Zhang199/TinyLLaVA-Qwen2.5-3B-SigLIP

TinyLLaVA

Here, we introduce TinyLLaVA-Qwen2.5-3B-SigLIP , which is trained by the TinyLLaVA Factory codebase. For LLM and vision tower, we choose Qwen2.5-3B and siglip-so400m-patch14-384, respectively.

Usage

Execute the following test code:

from transformers import AutoTokenizer, AutoModelForCausalLM

hf_path = 'Zhang199/TinyLLaVA-Qwen2.5-3B-SigLIP'
model = AutoModelForCausalLM.from_pretrained(hf_path, trust_remote_code=True)
model.cuda()
config = model.config
tokenizer = AutoTokenizer.from_pretrained(hf_path, use_fast=False, model_max_length = config.tokenizer_model_max_length,padding_side = config.tokenizer_padding_side)
prompt="What are these?"
image_url="http://images.cocodataset.org/test-stuff2017/000000000001.jpg"
output_text, genertaion_time = model.chat(prompt=prompt, image=image_url, tokenizer=tokenizer)

print('model output:', output_text)
print('runing time:', genertaion_time)

Result

model_name	vqav2	gqa	sqa	textvqa	MM-VET	POPE	MME	MMMU
LLaVA-1.5-7B	78.5	62.0	66.8	58.2	30.5	85.9	1510.7	-
bczhou/TinyLLaVA-3.1B (our legacy model)	79.9	62.0	69.1	59.1	32.0	86.4	1464.9	-
tinyllava/TinyLLaVA-Gemma-SigLIP-2.4B	78.4	61.6	64.4	53.6	26.9	86.4	1339.0	31.7
tinyllava/TinyLLaVA-Phi-2-SigLIP-3.1B	80.1	62.1	73.0	60.3	37.5	87.2	1466.4	38.4
Zhang199/TinyLLaVA-Qwen2-0.5B-SigLIP	72.33	55.84	60.14	45.17	19.5	86.59	1153	29.7
Zhang199/TinyLLaVA-Qwen2.5-3B-SigLIP	79.4	62.5	74.1	58.3	34.8	87.4	1438.7	39.9

P.S. TinyLLaVA Factory is an open-source modular codebase for small-scale LMMs with a focus on simplicity of code implementations, extensibility of new features, and reproducibility of training results. This code repository provides standard training&evaluating pipelines, flexible data preprocessing&model configurations, and easily extensible architectures. Users can customize their own LMMs with minimal coding effort and less coding mistake.

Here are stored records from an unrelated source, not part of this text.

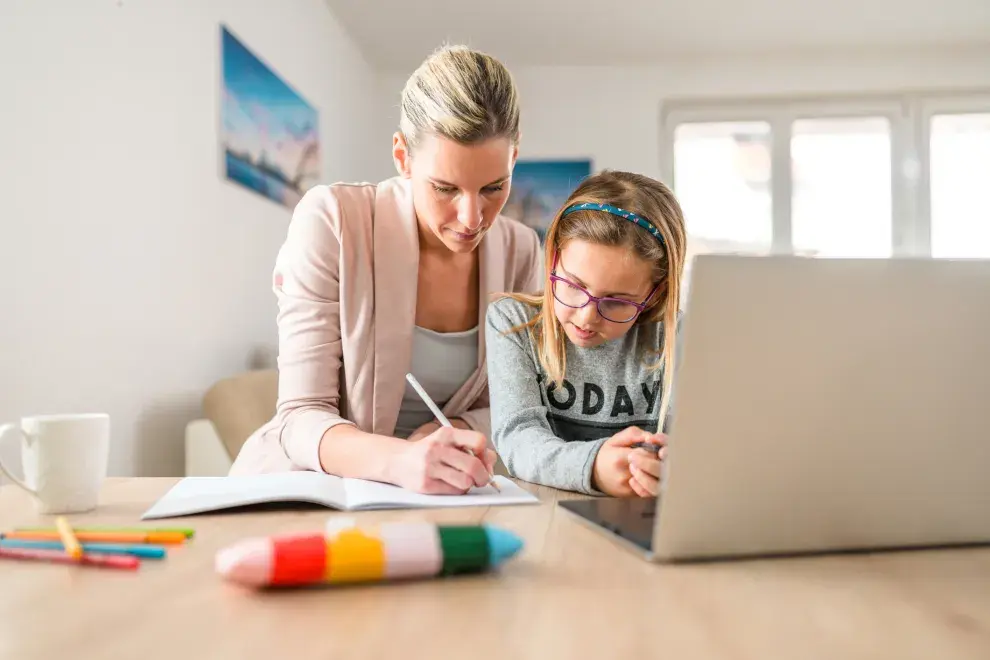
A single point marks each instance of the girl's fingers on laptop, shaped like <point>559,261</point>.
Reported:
<point>640,483</point>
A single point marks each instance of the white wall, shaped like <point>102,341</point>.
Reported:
<point>132,276</point>
<point>612,114</point>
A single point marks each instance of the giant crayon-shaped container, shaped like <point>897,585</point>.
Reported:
<point>390,551</point>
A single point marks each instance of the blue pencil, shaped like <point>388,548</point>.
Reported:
<point>143,551</point>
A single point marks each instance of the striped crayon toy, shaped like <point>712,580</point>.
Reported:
<point>391,551</point>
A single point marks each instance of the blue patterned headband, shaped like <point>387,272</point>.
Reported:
<point>614,210</point>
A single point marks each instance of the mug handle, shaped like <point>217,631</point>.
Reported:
<point>4,430</point>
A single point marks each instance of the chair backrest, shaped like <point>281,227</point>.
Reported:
<point>238,406</point>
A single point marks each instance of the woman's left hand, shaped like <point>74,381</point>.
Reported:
<point>644,469</point>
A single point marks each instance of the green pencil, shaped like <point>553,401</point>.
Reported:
<point>187,532</point>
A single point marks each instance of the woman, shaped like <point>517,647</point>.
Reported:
<point>374,281</point>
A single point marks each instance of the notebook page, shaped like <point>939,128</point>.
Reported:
<point>200,494</point>
<point>363,494</point>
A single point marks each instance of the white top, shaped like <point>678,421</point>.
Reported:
<point>441,362</point>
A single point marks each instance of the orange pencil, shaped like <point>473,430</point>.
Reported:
<point>165,538</point>
<point>69,540</point>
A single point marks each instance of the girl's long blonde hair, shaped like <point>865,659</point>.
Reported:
<point>648,198</point>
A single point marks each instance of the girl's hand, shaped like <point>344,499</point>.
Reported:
<point>447,461</point>
<point>644,467</point>
<point>610,473</point>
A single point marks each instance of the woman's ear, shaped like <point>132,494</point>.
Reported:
<point>400,155</point>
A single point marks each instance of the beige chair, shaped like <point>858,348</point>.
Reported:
<point>233,408</point>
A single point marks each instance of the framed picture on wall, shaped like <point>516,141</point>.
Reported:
<point>540,187</point>
<point>269,134</point>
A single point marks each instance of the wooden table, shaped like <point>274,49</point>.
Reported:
<point>571,594</point>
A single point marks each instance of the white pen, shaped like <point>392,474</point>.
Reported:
<point>440,416</point>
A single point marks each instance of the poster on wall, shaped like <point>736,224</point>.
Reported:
<point>540,187</point>
<point>269,134</point>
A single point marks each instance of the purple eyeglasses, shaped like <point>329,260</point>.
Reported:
<point>616,310</point>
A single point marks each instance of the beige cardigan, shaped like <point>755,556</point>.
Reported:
<point>345,280</point>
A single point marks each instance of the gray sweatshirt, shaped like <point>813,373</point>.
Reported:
<point>549,435</point>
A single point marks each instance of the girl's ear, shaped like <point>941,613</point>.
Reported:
<point>658,295</point>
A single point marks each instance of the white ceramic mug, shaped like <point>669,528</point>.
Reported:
<point>64,459</point>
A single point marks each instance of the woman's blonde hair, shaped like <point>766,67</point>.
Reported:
<point>652,201</point>
<point>460,94</point>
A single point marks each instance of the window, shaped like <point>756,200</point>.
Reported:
<point>840,178</point>
<point>960,185</point>
<point>866,177</point>
<point>723,185</point>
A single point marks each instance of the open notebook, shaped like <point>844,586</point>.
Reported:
<point>203,494</point>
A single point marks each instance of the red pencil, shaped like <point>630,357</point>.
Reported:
<point>54,556</point>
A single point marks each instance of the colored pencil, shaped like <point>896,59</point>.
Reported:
<point>69,541</point>
<point>55,557</point>
<point>441,417</point>
<point>391,551</point>
<point>165,538</point>
<point>187,532</point>
<point>134,550</point>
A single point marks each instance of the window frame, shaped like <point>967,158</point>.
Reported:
<point>910,134</point>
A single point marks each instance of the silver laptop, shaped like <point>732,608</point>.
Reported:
<point>822,405</point>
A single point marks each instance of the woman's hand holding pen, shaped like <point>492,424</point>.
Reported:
<point>447,461</point>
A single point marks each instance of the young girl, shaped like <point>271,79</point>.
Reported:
<point>580,376</point>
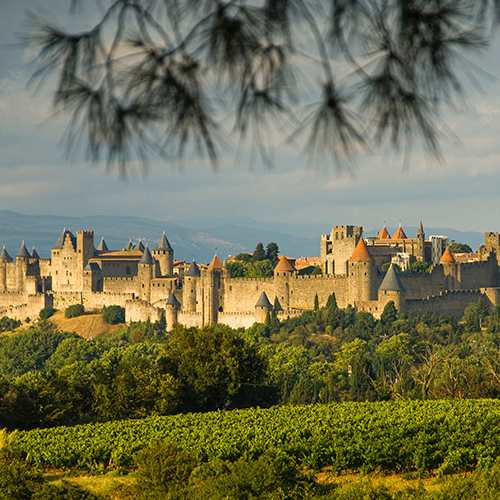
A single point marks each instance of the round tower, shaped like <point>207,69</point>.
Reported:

TinyLLaVA Factory integrates a suite of cutting-edge models and methods.

LLM currently supports OpenELM, TinyLlama, StableLM, Qwen, Gemma, Phi, and Qwen2.
Vision tower currently supports CLIP, SigLIP, Dino, and combination of CLIP and Dino.
Connector currently supports MLP, Qformer, and Resampler.